Pretreatment IVIM parameters (D, D*) measurements were reproducible and may be used as a non-invasive index to evaluate response to CRT in locally advanced rectal cancer.

Acknowledgements

This work was supported by a grant from the National Natural Science Foundation of China (No. 81501469).

References

1. Sauer R, Becker H, Hohenberger W, et al. Preoperative versus postoperative chemoradiotherapy for rectal cancer. N Engl J Med 2004; 351: 1731e40. 2. Hötker AM, Garcia-Aguilar J, Gollub MJ. Multiparametric MRI of rectal cancer in the assessment of response to therapy: a systematic review. Dis Colon Rectum. 2014; 57(6): 790-9. 3. Le Bihan D, Breton E, Lallemand D, et al. Separation of diffusion and perfusion in intravoxel incoherent motion MR imaging. Radiology. 1988;168(2):497-505. 4. Koh DM, Collins DJ, Orton MR. Intravoxel incoherent motion in body diffusion-weighted MRI: reality and challenges. Am J Roentgenol. 2011 Jun;196(6):1351-61. 5. Birlik, B., et al., Diffusion-weighted MRI and MR- volumetry - in the evaluation of tumor response after preoperative chemoradiotherapy in patients with locally advanced rectal cancer. Magnetic Resonance Imaging. 2015. 33(2): 201-212.

Figures

Figure 1. Rectal cancer IVIM parameters (D, D*) in different CRT response groups. Left: D showed statistically difference between CRT non-responders and responders (p=0.012). Right: D* showed statistically difference between CRT non-responders and responders (p=0.001).

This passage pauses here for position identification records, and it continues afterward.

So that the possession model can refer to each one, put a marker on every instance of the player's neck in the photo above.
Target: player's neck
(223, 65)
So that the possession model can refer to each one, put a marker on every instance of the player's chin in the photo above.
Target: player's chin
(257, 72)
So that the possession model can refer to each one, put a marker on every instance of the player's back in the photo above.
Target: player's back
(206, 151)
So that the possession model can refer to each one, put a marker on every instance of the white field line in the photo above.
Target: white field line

Figure 2. Images in 67-year-old man with locally advanced rectal cancer who responded to CRT treatment. First line: Pretreatment axial T2-Weighted MR image (left) and IVIM colour map (right) show large mid-lower rectal cancer, tumor extends over muscularis propria. Some isointense lymph nodes are in the mesorectum (solid black arrows). Second line: Images obtained after CRT show obviously tumor volume regression and a decrease in T2 signal intensity. The lymph nodes have disappeared.